Я отошел к столу Моизи, стоял там и пил белый портвейн, пока снова смог взглянуть на бормочущий призрак моей матери. Взглянув на нее, я сказал:
— Ты сильно похудела, мама.
— Сынок, ты знаешь, мне пришлось работать не разгибаясь в огороде, чтобы посылать продукты на рынок. Весь огород засажен сейчас помидорами, вьющимся горошком, капустой, морковью, брюквой и…
Она остановилась перевести дыхание, и я подумал, может, мне и вправду вернуться вместе с нею, но, восстановив дыхание, она начала упрекать меня.
— Твой отец перестал пить, а ты начал. Ты стоишь у стола и пьешь вино, потому что не можешь поднять на меня свои глаза, красные от вина. Не надо, сынок, ничего не укладывай, мы покидаем это ужасное место немедленно и едем прямо на автостанцию.
Тогда я испугался и побежал к двери, и за дверь, и к своему ужасу увидел, что моя мать бежит за мной. Я оглянулся и увидел, как она выбегает от Моизи, бормочет что-то, как сумасшедшая, и мечется, не зная, куда бежать. Я поворачивал на каждом углу, но она бежала за мной. Потом я услышал полицейский свисток, и еще раз оглянулся. Она упала на тротуар, и ее арестовали, как пьяную.
Она продолжала кричать:
— Держите его, держите его, это мой сын, он убежал из дома, — не понимая, что это ее поймали и держат, а не меня.
* * *
Я слышал, как некоторые говорят, что не могут спать одни, другие — что не могут есть одни, или пить одни, или просто жить одни или умирать одни…
Я слышал, многие вообще ничего не могут делать одни, но я никогда не слышал о писателе, который не мог бы писать один. Большинство писателей, которых я знаю — несмотря на инстинктивное нежелание знать других, занятых тем же делом — я предпочитаю знать художников, сутенеров, да кого угодно, кроме, может быть, адвокатов и людей при исполнении закона и прочих, кто имеет возможность командовать, поскольку большинство из них оказывается нарушителями тех или…
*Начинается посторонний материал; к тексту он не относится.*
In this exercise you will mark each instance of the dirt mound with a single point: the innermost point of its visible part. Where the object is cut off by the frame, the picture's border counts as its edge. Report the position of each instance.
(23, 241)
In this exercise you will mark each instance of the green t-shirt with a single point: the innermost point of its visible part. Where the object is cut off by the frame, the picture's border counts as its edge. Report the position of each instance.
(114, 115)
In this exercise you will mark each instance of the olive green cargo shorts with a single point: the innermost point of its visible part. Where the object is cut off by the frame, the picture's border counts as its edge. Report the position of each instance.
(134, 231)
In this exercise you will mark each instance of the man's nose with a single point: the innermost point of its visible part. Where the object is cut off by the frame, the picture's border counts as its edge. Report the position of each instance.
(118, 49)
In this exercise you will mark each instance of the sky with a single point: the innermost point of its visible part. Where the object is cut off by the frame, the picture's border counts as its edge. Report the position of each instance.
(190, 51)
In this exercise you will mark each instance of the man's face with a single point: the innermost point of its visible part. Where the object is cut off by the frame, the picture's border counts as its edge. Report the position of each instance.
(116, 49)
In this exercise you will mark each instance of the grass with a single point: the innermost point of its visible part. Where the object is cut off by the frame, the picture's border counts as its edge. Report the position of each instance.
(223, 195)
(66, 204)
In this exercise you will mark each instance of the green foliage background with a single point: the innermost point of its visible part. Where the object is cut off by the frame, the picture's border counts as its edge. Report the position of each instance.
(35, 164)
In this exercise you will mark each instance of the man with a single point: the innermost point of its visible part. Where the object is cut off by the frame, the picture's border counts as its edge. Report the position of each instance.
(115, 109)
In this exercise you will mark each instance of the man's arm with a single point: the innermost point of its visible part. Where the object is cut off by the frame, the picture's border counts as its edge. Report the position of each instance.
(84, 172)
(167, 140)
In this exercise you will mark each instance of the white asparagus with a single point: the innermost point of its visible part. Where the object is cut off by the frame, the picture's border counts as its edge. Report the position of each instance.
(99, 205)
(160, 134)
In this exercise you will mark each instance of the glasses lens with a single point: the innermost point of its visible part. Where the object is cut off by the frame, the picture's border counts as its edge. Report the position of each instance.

Я знаю, когда предложение становится слишком длинным для ритма умственного дыхания читателя, не говоря уже о писателе, поэтому позвольте мне закончить то, что я начал говорить, оставить этот предмет и идти дальше. Я не знаю ни одного писателя, который бы говорил, что не может писать один. Ну и как это выглядит в простом утвердительном предложении?
Хотя я всегда рассматривал писательство как самое одинокое занятие по эту сторону смерти, тем не менее у меня есть склонность быть писателем, который предпочитает не писать один, особенно после полуночи, и я знаю, что в этом утверждении прячется противоречие, но от него никуда не денешься. Я думаю, что от многих противоречий, маскирующихся под парадоксы — или не маскирующихся — никуда не деться, из-за противоречий того слова из шести букв, которое для меня является синонимом слову «существование», противоречий сущности и значения, да и вообще — противоречия практически бесконечны по эту сторону смерти, и я вполне осознаю, что три раза упомянул смерть на одной-единственной странице — или поверхности для размещения слов. Наверное, это потому, что я пишу один после полуночи. Тиканье будильника — наиболее интимный шум в жизни. Я называю его шумом, а не звуком. От него чувства раздражаются еще больше, чем от предутреннего мусоровоза. Он так настойчиво. И я понимаю, что это наречие без глагола, но существуют нарушения правил и порядка писания, которые я позволяю себе, даже не осознавая этого. Моизи как-то сказала: «Ты хитрый», но при этом она не имела в виду, что я умный. По-моему, это было единственный раз, когда она сказала мне что-то не с целью меня утешить, хотя и это каким-то образом доставило мне массу утешения, потому что я давно уже, если не всегда, понимал, что хитрость принадлежит к тем животным сторонам человека, что помогают ему выжить в обстоятельствах, не самых лучших для выживания.